Zapping: Am Ende nur noch Erleichterung
Zapping: Am Ende nur noch Erleichterung
Von Marcel Kieffer
Wer geglaubt hatte, dass es nach dem erzwungenen Aus von Kevin Spacey bei „House of Cards“ nur noch darum gehen würde, die Serie einigermaßen ordentlich über die Distanz zu retten, muss sich eingestehen, dass er die Wucht und das Potenzial dieser in allen Hinsichten außerordentlichen Produktion unterschätzt hat. „House of Cards“ ist und bleibt, bei allen Nebenerscheinungen, ein phänomenaler Markenstein im modernen TV-Seriengeschäft.

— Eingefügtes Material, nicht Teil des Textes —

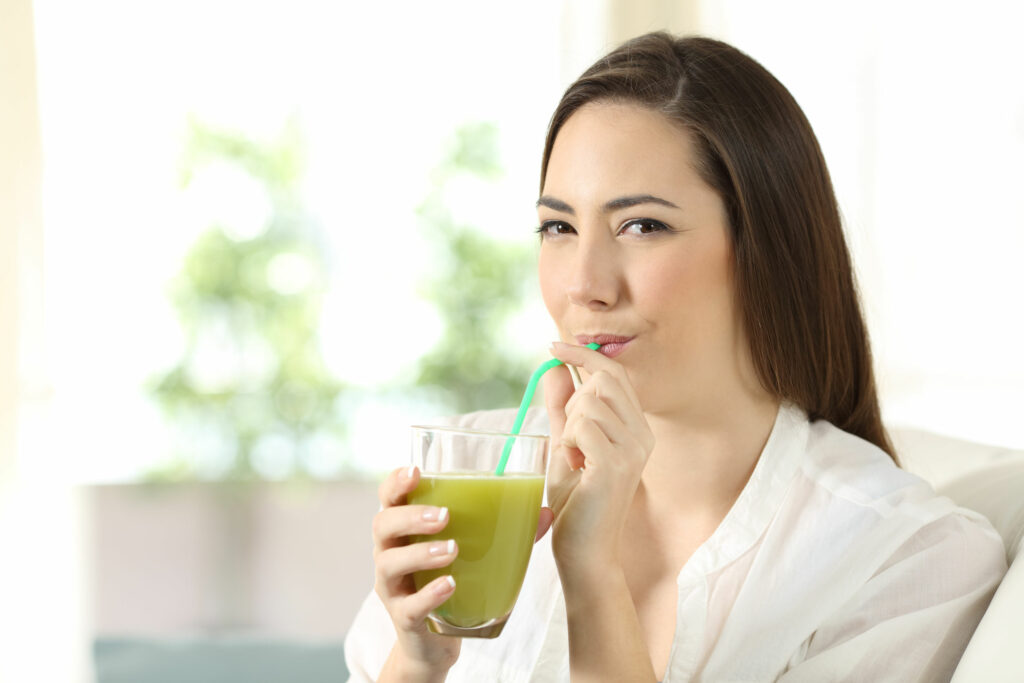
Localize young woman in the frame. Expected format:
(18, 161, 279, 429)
(345, 33, 1006, 682)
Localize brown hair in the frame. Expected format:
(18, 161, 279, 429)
(541, 32, 896, 461)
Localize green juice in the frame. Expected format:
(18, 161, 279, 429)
(410, 473, 545, 628)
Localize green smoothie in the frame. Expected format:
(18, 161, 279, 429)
(410, 472, 545, 628)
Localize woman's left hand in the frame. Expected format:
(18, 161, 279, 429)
(542, 342, 656, 579)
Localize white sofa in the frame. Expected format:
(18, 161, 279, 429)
(891, 427, 1024, 682)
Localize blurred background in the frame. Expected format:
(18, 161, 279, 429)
(2, 0, 1022, 680)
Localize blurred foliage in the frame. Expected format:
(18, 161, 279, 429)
(147, 119, 344, 481)
(413, 123, 537, 414)
(147, 119, 537, 480)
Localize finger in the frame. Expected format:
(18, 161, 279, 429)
(377, 540, 459, 595)
(565, 370, 647, 441)
(392, 575, 457, 632)
(546, 466, 582, 519)
(542, 362, 575, 446)
(550, 342, 643, 415)
(378, 465, 419, 508)
(569, 370, 656, 456)
(535, 507, 554, 542)
(563, 443, 586, 471)
(542, 363, 584, 482)
(562, 393, 636, 450)
(372, 504, 450, 551)
(548, 440, 585, 488)
(571, 416, 614, 465)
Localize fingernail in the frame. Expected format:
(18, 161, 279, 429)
(405, 465, 416, 480)
(429, 540, 456, 556)
(436, 576, 456, 595)
(422, 506, 448, 522)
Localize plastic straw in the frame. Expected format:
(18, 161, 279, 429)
(495, 343, 600, 476)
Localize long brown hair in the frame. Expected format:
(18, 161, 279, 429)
(541, 32, 896, 461)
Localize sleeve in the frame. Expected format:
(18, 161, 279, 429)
(779, 512, 1007, 683)
(344, 588, 397, 682)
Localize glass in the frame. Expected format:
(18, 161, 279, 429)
(408, 425, 548, 638)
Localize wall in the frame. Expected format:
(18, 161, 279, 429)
(89, 480, 380, 640)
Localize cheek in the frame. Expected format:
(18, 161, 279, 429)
(635, 242, 735, 329)
(632, 252, 698, 317)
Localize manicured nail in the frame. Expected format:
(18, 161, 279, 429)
(422, 507, 448, 523)
(436, 576, 456, 595)
(429, 540, 456, 556)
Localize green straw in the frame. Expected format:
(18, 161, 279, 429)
(495, 343, 600, 476)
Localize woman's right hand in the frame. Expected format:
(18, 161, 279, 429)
(373, 465, 462, 678)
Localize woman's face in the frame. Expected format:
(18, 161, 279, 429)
(538, 101, 749, 416)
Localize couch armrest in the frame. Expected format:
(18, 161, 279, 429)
(951, 559, 1024, 683)
(937, 456, 1024, 682)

Wobei diese sechste und letzte Staffel zwei Eindrücke hinterlässt: Erleichterung darüber, dass nach soviel Betrug, Verrat und Intrigen endlich Schluss ist; aber auch Bedauern um den Abgang einer Serie, die nichts an ihrer Faszination verloren hat.

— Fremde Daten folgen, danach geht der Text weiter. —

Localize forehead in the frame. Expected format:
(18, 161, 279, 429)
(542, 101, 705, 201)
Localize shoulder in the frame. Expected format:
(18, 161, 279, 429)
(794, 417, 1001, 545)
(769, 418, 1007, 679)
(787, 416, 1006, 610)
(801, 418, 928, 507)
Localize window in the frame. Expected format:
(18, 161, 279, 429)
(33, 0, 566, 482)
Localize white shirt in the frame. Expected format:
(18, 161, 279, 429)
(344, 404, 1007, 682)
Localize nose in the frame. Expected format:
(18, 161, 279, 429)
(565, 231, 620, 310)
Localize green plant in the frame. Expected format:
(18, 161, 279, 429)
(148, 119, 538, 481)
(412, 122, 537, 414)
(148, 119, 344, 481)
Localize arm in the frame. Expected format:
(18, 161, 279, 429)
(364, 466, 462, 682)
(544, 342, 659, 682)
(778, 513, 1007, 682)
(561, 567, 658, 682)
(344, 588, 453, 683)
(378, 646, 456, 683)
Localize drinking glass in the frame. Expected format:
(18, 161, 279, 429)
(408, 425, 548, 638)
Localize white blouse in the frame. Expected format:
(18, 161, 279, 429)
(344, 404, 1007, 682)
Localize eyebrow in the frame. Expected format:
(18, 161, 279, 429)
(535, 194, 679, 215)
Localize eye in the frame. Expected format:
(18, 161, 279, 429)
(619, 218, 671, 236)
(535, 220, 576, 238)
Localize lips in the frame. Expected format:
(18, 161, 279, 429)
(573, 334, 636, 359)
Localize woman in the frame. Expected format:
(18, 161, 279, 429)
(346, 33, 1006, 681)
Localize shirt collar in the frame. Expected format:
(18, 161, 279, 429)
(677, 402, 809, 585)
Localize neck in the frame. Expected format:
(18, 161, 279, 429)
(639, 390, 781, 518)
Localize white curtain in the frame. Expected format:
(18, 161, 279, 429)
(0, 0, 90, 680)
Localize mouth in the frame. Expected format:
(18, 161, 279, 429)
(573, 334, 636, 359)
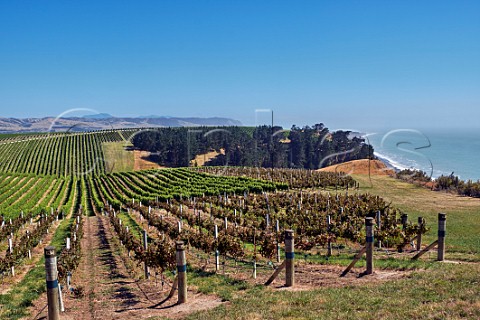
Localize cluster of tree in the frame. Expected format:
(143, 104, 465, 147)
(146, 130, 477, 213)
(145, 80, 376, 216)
(396, 169, 433, 183)
(131, 124, 373, 169)
(395, 169, 480, 198)
(436, 173, 480, 198)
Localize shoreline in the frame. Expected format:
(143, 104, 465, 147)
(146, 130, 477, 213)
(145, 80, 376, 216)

Das programmierte Auslaufmodell
Natürlich interessierte bei dieser letzten Staffel vor allem, wie die Autoren Melissa James Gibson und Frank Pugliese den Ausstieg von Kevin Spacey aus der dominierenden Rolle des Frank Underwood hinbekommen würden. Und ob es ihnen dabei ebenso gelingen würde, ein Minimum an Spannung und Handlungsinteresse beim Zuschauer aufrechtzuerhalten. Immerhin hatte in dieser Hinsicht in den bisherigen fünf Staffeln und 65 Folgen die Latte sehr hoch gelegen. Allerdings ist es gerade an diesem Punkt, wo die Serie an den ihren inhärenten Widersprüchen scheitert. Mit derselben Plötzlichkeit, wie Spaceys Karriere in der #MeToo-Debatte implodierte, geht sein Abschied aus „House of Cards“ vonstatten, plötzlich und total. Was jedoch die Serie sofort zum Auslaufmodell macht.

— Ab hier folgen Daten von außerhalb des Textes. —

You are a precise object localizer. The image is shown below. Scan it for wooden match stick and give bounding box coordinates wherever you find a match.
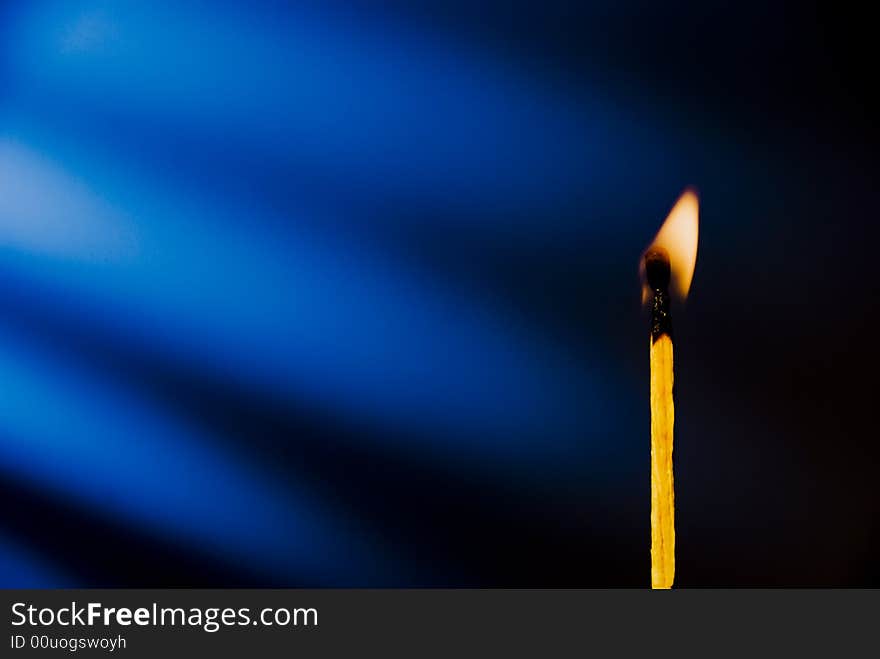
[641,188,698,588]
[646,247,675,589]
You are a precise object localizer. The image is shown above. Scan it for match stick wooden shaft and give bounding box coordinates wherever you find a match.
[650,333,675,589]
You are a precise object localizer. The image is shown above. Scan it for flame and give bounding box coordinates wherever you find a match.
[641,188,699,302]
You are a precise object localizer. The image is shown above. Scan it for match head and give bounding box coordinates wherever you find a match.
[644,248,671,291]
[640,188,699,303]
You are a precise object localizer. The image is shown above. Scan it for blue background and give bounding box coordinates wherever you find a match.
[1,1,877,586]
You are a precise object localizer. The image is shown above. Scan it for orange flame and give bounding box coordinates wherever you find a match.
[641,188,699,303]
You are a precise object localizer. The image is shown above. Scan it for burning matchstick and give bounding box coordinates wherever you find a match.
[641,189,699,589]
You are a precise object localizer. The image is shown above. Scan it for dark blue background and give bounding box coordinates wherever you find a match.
[1,1,877,586]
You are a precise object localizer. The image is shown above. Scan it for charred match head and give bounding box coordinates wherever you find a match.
[641,189,699,343]
[644,248,671,292]
[639,188,699,305]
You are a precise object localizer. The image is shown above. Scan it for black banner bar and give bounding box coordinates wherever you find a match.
[2,590,876,657]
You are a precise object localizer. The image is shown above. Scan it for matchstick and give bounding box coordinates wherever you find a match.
[646,248,675,589]
[641,188,698,589]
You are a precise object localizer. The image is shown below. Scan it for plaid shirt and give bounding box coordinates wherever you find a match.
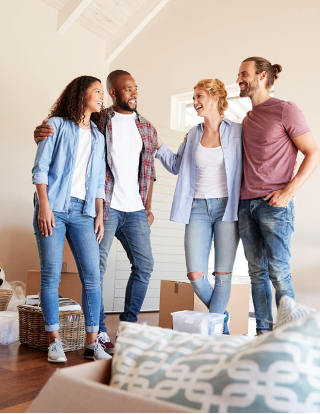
[102,106,157,219]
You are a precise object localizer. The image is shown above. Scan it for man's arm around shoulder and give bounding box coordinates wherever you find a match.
[34,118,54,145]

So bleibt der Solopart von Robin Wright als die ständig am politischen Vermächtnis ihres Vorgängers und Ehegatten sich messende US-Präsidentin Claire Underwood trotz ihrer fulminanten Interpretation der von vornherein zum Scheitern verurteilte Versuch, in einem neuen Selbstverständnis der Serie ein zweites, neues Leben einzuhauchen.
Vom Saulus zum Paulus
„Das Beste, um seinen fragwürdigen Taten etwas entgegenzusetzen, ist Gutes zu tun“, sagt die schöne, eiskalte Witwe. Aber „House of Cards“ wäre nicht „House of Cards“, wenn das bisher so realistische Drehbuch über die dunklen Seiten Washingtoner Machtpolitik sich plötzlich einer von Menschenliebe und Tugendhaftigkeit geprägten Wohlgefälligkeit hingeben würde. Claires Machtkampf mit den diabolischen Shepherd-Geschwistern (die beiden Oscar-nominierten Greg Kinnear und Diane Lane wurden extra gecastet), aber auch ihr Ringen mit alten und neuen Feinden für den eigenen Machterhalt hat mehr als nur einen Hauch von Déjà-vu.
In ihrer starken Rolle als undurchschaubare, wiedergeborene Präsidentin und Oberbefehlshabende Claire Hale, kumuliert am Ende jenes Übermaß an Zynismus und Seelenkälte, die die Serie zu dem machte, was sie war – und was uns durch ihre karikatureske Überzogenheit am Ende auch mit Erleichterung von ihr Abschied nehmen lässt.
Die sechste und letzte Staffel von House of Cards ist auf Netflix abrufbar.